Global standards and norms on international tax are designed by OECD and the G-20 and are not representative of the interests of developing countries. Instead, developed countries have hegemonic control over designing and driving the mandate on international tax. For example, tax treaties determine inward investment opportunities for developing countries. Because of poorly negotiated tax treaties, developing countires are often forced to relinquish their taxing rights and their sovereign space. With regressive tax systems and the dwindling state of budgetary interventions in sectors like health and education, countries are also involved in an intense “race to the bottom.” This competition is fueled by how taxing rights are generally divided or allocated between developing countries.
More importantly, developing countries are especially impacted by the phenomenon of illicit financial flows (IFFs). Estimates show that annual tax abuse losses from developing countries amount to nearly $416 billion. Illicit finance stalls and retrogresses any advancements made toward economic, social, civil, and political rights by draining countries of the necessary revenue. As this is essentially a cross-border issue, it requires significant levels of cooperation among countries to arrive at solutions that work for all. There is geopolitical weight in who gets to make the rules.
Recent Progress on Strengthening Tax Cooperation
Taxation is a multilateral issue and requires meaningful cooperation among countries on an equal footing. In the absence of a global platform for negotiating, debating, and informing the rules and norms of the international tax system, region-wide processes have to lead the way.
On October 21, the G-77 countries and China introduced a draft United Nations resolution recognizing international cooperation to combat illicit financial flows and to strengthen good practices on recovery of lost assets due to such practices. The resolution has two important developments.
First, the resolution recognizes “that illicit financial flows associated with profit-shifting practices can have a damaging impact on tax revenues, particularly in developing countries.” Second, it calls for “upgrad[ing] the Committee of Experts on International Cooperation in Tax Matters to an intergovernmental body with experts representing their respective Governments.” This has been a long-standing demand of developing countries to establish a democratic platform where all countries can debate and form rules on international tax on an equal footing.
The resolution, amid negotiations, is expected to be adopted by end of November.
It is important to note that the Asia-Pacific specifically lacks region-wide political momentum to act on illicit financial flows. This is in part due to the fact that the region does not have a tax body that focuses on its development needs, unlike Africa and Latin America and the Caribbean. Backed by a political mandate, Africa as a region has actively challenged the issue of IFFs from their region. African governments too have collaborated with different global processes, keeping the momentum alive. The diversity and geographical expanse of the region is another difficulty.
In a recent proposal made toward strengthening regional tax cooperation, the UN Economic and Social Commission for Asia and the Pacific has proposed a working group “which would report to it, to explore actionable opportunities for strengthening tax cooperation in the Asia-Pacific region, in close consultation with existing sub-regional tax cooperation platforms and key stakeholders.” This will be the first intergovernmental initiative in the region under the aegis of UNESCAP on tax matters. An earlier proposal made in 2016 to form a pan-Asia-Pacific tax forum for sustainable development was shot down by member states.
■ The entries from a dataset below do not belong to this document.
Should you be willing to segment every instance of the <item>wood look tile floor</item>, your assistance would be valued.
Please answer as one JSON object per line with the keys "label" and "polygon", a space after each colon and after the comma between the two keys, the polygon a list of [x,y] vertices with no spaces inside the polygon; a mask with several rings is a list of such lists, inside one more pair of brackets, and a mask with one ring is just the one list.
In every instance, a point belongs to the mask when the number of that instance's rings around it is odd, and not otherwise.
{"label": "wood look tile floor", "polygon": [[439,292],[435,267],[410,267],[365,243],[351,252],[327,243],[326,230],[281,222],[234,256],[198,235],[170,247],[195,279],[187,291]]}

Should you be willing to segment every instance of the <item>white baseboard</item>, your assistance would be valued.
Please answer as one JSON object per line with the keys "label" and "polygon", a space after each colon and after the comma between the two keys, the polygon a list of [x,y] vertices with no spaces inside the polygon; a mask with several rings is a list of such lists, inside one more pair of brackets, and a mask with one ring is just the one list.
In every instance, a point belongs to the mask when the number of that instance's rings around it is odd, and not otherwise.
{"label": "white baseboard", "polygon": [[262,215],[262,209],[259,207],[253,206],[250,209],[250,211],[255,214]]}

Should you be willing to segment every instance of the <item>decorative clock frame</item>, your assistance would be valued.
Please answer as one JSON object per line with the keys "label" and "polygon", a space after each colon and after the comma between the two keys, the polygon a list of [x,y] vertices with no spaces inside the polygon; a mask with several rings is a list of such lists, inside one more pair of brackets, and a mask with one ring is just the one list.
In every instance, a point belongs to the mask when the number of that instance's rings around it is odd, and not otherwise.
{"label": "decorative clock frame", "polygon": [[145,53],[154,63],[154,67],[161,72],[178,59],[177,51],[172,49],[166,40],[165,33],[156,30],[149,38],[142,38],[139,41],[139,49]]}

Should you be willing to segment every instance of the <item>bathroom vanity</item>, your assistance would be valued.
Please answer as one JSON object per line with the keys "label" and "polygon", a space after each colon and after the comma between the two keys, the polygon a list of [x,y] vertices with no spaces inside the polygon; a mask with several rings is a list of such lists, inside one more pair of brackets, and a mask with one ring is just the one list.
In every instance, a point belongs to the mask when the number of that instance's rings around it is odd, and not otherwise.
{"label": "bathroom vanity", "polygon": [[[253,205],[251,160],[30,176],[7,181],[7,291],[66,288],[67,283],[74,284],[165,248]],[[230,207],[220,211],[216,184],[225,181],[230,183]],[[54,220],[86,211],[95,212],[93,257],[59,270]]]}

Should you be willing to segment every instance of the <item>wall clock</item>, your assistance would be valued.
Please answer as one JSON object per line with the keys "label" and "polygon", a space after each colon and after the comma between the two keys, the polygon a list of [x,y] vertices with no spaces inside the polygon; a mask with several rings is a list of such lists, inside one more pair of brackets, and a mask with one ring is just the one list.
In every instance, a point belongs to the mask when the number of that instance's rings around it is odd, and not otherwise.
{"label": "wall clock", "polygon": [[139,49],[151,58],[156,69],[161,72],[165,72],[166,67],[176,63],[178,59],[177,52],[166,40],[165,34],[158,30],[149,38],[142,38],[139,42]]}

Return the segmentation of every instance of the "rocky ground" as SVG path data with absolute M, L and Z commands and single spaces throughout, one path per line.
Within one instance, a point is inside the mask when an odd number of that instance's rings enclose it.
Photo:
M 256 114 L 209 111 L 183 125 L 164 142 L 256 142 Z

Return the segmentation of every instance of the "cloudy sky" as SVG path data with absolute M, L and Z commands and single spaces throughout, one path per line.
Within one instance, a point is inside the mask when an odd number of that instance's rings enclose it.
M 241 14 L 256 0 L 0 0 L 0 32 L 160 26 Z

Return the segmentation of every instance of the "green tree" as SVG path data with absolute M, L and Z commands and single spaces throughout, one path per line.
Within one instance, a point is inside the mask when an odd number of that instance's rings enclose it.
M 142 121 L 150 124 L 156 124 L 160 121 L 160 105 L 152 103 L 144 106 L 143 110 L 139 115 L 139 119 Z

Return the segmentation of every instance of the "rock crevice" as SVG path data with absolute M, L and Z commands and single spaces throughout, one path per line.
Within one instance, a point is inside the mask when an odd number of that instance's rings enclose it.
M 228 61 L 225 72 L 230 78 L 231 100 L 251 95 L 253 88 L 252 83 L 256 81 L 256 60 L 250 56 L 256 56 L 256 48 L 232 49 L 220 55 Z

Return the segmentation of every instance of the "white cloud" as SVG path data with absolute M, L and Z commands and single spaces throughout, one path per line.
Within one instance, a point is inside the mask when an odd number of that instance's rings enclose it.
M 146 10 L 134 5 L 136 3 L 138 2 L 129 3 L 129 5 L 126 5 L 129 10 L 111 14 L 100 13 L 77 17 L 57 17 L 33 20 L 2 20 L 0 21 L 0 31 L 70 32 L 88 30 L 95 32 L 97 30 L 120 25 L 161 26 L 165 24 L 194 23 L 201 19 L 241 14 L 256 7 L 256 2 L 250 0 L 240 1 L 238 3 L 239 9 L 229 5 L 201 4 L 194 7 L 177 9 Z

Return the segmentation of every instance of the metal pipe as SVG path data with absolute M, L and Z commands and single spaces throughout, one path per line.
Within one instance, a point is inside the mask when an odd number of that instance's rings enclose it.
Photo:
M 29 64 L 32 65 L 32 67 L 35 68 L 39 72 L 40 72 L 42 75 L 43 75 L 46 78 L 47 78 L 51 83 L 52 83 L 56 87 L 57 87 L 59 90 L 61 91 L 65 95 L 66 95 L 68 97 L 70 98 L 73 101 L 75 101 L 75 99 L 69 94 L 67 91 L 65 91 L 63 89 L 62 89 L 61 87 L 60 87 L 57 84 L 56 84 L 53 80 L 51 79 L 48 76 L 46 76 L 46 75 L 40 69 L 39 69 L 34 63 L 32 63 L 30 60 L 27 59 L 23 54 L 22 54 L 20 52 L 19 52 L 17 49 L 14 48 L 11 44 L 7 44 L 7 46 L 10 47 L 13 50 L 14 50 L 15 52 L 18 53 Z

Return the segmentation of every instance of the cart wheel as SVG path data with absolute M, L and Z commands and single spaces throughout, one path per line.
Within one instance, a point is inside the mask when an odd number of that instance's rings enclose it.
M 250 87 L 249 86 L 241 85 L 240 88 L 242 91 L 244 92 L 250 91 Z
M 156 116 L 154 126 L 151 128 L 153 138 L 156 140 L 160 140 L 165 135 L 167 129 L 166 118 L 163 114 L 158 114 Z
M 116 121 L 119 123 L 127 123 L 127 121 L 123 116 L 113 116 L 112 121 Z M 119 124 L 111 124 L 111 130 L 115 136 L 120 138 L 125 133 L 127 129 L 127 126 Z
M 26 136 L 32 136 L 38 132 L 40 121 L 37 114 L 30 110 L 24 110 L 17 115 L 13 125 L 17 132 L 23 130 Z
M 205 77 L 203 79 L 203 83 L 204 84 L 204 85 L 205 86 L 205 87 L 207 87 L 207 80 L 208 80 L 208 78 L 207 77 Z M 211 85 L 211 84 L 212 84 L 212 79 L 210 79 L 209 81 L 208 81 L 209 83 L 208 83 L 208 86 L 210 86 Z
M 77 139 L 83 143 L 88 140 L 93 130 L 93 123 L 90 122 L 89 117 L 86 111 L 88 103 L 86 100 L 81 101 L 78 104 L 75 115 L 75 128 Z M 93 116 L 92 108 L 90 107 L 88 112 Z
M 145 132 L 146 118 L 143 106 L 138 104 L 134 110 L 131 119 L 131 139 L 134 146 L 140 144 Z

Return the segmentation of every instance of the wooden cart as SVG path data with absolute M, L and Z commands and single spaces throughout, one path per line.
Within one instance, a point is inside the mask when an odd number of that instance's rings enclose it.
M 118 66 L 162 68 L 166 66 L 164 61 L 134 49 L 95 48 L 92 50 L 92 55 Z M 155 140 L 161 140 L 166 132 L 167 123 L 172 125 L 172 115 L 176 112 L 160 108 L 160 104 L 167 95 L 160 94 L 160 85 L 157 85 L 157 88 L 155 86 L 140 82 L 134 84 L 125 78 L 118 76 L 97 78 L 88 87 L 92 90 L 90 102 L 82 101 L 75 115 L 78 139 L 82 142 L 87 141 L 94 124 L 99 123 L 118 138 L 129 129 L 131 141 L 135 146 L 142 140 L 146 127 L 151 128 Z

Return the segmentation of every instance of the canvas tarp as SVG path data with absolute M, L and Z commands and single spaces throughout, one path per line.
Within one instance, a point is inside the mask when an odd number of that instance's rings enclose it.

It remains to be seen how member states respond and react this time.
A working group on tax matters would initiate close collaboration among countries on how much the region is losing in revenue through IFFs. Further, it would arm countries with effective ways to plug such loopholes.
Without adequate public financing, realizing the redistributive needs of a society will remain unfulfilled. Asia-Pacific countries need to act fast in order to catch up with other regions to push for a global momentum on tackling illicit finance.
Sakshi Rai works on tax justice, illicit financial flows, and geopolitics with the Centre for Budget and Governance Accountability.